For several simplest types of flexible polyhedra, namely, for Bricard's octahedra and Steffen's 9-vertex flexor their Dehn invariants are constant during the flexion (Victor Alexandrov, http://arxiv.org/abs/0901.2989).
About 6 months ago, Victor Alexandrov discussed Q2 with me and told me that he is trying to make some progress towards it. Nevertheless, I have never heard about any result in this direction.
A: I think the answer to Q3 is negative.
Take a flexible polyhedron and choose two adjacent faces $F_1$, $F_2$ such that the angle between them changes during the deformation.
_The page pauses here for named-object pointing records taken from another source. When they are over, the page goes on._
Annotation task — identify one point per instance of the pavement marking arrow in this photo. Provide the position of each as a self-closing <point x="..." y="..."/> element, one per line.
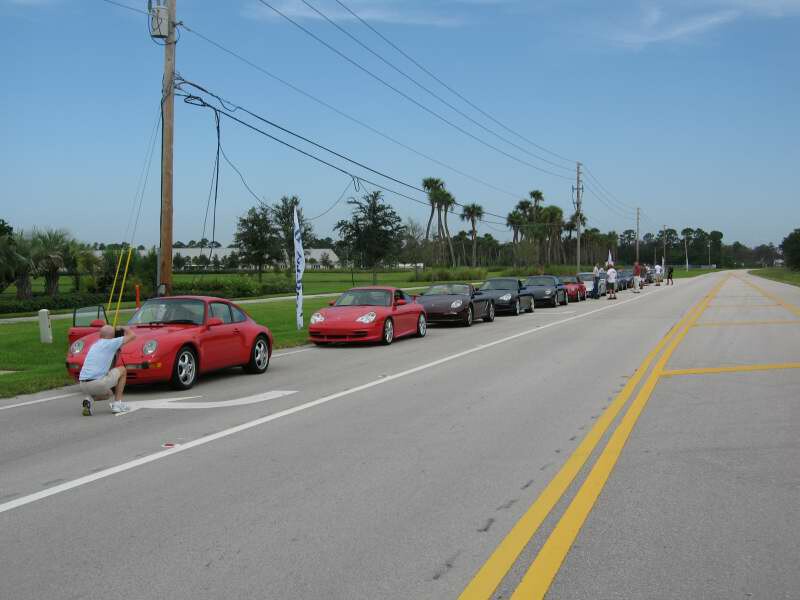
<point x="177" y="404"/>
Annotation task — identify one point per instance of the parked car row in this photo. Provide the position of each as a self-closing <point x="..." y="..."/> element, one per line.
<point x="180" y="337"/>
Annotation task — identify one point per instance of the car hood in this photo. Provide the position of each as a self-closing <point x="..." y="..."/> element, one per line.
<point x="441" y="301"/>
<point x="348" y="314"/>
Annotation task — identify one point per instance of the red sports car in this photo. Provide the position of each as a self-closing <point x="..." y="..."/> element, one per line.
<point x="177" y="338"/>
<point x="369" y="314"/>
<point x="576" y="290"/>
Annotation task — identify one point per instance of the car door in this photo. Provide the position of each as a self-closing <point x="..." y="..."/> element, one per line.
<point x="224" y="344"/>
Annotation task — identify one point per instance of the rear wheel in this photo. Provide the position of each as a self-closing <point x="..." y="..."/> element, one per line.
<point x="489" y="313"/>
<point x="388" y="332"/>
<point x="469" y="317"/>
<point x="422" y="325"/>
<point x="184" y="371"/>
<point x="259" y="356"/>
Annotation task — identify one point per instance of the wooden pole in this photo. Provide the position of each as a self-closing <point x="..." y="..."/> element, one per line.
<point x="167" y="139"/>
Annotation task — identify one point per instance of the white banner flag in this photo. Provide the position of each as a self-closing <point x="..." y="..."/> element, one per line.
<point x="299" y="268"/>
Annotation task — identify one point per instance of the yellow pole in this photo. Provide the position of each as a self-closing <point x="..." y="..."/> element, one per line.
<point x="114" y="285"/>
<point x="122" y="287"/>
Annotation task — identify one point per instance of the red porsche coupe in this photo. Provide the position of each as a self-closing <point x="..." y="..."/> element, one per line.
<point x="177" y="338"/>
<point x="368" y="314"/>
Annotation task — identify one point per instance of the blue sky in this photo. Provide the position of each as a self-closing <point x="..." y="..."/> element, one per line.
<point x="688" y="109"/>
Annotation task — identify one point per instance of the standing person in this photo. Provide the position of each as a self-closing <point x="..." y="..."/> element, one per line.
<point x="637" y="277"/>
<point x="611" y="282"/>
<point x="97" y="378"/>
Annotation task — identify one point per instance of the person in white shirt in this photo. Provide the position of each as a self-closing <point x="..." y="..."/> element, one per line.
<point x="97" y="378"/>
<point x="611" y="282"/>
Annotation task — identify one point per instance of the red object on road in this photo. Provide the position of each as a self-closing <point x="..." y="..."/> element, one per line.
<point x="368" y="314"/>
<point x="178" y="338"/>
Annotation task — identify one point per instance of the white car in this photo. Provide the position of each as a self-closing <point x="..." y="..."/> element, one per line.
<point x="588" y="281"/>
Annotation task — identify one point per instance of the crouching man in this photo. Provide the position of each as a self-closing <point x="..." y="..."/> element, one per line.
<point x="97" y="378"/>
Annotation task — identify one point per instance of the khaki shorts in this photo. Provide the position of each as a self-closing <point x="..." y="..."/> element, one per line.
<point x="101" y="388"/>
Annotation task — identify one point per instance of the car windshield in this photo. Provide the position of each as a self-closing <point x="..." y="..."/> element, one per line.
<point x="167" y="310"/>
<point x="500" y="284"/>
<point x="543" y="280"/>
<point x="365" y="298"/>
<point x="448" y="289"/>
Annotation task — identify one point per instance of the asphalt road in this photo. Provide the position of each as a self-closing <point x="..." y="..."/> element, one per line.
<point x="409" y="471"/>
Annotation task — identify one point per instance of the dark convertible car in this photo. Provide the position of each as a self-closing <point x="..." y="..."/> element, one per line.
<point x="547" y="289"/>
<point x="507" y="294"/>
<point x="456" y="303"/>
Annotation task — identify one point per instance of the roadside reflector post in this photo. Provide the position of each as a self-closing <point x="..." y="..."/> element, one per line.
<point x="45" y="328"/>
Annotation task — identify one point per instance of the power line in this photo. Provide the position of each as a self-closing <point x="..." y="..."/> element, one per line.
<point x="447" y="87"/>
<point x="198" y="101"/>
<point x="409" y="98"/>
<point x="347" y="116"/>
<point x="428" y="90"/>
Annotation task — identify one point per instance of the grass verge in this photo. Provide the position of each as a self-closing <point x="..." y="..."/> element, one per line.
<point x="778" y="274"/>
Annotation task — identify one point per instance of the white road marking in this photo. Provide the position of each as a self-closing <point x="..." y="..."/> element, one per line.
<point x="29" y="402"/>
<point x="207" y="439"/>
<point x="175" y="404"/>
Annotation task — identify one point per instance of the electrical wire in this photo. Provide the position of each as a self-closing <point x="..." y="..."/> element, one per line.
<point x="347" y="116"/>
<point x="409" y="98"/>
<point x="446" y="86"/>
<point x="428" y="90"/>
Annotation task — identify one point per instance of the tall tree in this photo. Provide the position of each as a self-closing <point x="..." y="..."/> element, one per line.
<point x="374" y="233"/>
<point x="473" y="213"/>
<point x="257" y="239"/>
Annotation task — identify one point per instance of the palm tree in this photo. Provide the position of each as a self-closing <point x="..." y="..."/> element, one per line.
<point x="433" y="186"/>
<point x="49" y="250"/>
<point x="473" y="213"/>
<point x="446" y="205"/>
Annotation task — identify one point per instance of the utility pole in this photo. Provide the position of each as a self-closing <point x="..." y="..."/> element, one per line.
<point x="578" y="189"/>
<point x="167" y="139"/>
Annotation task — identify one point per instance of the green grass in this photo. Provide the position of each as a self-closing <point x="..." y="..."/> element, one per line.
<point x="41" y="366"/>
<point x="779" y="274"/>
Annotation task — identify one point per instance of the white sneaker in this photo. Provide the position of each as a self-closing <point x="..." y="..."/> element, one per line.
<point x="119" y="407"/>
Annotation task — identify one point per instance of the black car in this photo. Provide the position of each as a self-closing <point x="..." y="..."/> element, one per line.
<point x="456" y="303"/>
<point x="507" y="294"/>
<point x="547" y="289"/>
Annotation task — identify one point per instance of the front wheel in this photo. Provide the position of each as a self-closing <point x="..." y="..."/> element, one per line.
<point x="259" y="356"/>
<point x="388" y="332"/>
<point x="422" y="325"/>
<point x="489" y="313"/>
<point x="184" y="372"/>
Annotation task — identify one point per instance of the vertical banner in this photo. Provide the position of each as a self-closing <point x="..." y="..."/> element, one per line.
<point x="299" y="268"/>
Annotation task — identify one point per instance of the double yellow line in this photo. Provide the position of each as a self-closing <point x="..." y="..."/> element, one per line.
<point x="544" y="568"/>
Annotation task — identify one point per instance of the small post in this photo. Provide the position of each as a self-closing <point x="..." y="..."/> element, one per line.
<point x="45" y="327"/>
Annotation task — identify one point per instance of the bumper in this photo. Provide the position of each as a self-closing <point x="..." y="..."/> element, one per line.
<point x="369" y="333"/>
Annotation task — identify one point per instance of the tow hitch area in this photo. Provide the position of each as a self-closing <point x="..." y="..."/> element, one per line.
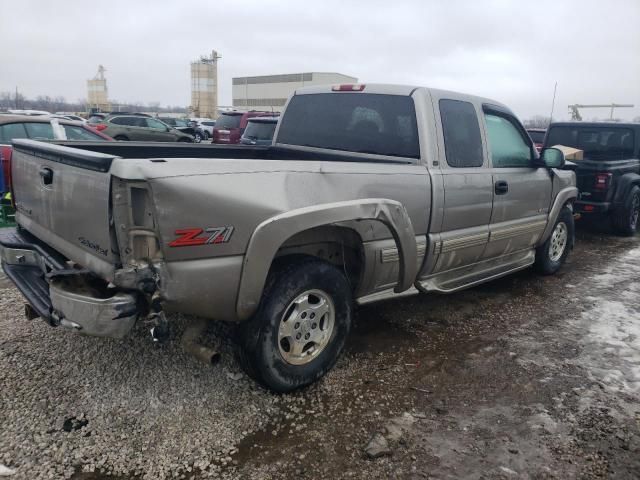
<point x="73" y="299"/>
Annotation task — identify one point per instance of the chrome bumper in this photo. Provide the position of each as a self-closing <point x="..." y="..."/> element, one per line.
<point x="62" y="297"/>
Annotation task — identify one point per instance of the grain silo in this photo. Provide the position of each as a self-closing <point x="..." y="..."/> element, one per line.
<point x="97" y="93"/>
<point x="204" y="86"/>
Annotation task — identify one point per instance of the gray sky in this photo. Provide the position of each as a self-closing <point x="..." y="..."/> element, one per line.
<point x="512" y="51"/>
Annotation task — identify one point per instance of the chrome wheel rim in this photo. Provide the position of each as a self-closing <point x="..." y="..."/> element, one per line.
<point x="306" y="327"/>
<point x="558" y="241"/>
<point x="635" y="210"/>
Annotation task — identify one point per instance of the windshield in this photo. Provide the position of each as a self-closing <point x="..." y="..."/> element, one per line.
<point x="353" y="122"/>
<point x="537" y="137"/>
<point x="228" y="121"/>
<point x="76" y="132"/>
<point x="598" y="143"/>
<point x="260" y="130"/>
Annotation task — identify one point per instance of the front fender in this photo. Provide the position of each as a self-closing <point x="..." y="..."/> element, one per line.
<point x="565" y="195"/>
<point x="273" y="232"/>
Now attach to $F_2$ a small tetrahedron so that one of its faces is parallel to $F_1$. If this is done near the edge $F_1 \cap F_2$, then there appears a short closed billiard trajectory (of period $2$). This trajectory is destroyed during the deformation.
The answer to Q2 seems to be negative as well (the idea came from a discussion with Daniel Grieser).
The Laplacian eigenvalues determine the simple part of the length spectrum (that is those lengths that are realized by a unique billiard trajectory). In the above example there are infinitely many geodesics between the parallel planes, therefore it doesn't work. Instead of adding a tetrahedron one should create a chamber that has a unique short closed billiard trajectory (with one of the collision points in the face $F_1$), and such that after rotating $F_1$ around the edge $F_1 \cap F_2$ the length of this trajectory changes. Since the simple length spectrum changes, the Laplacian eigenvalues change as well.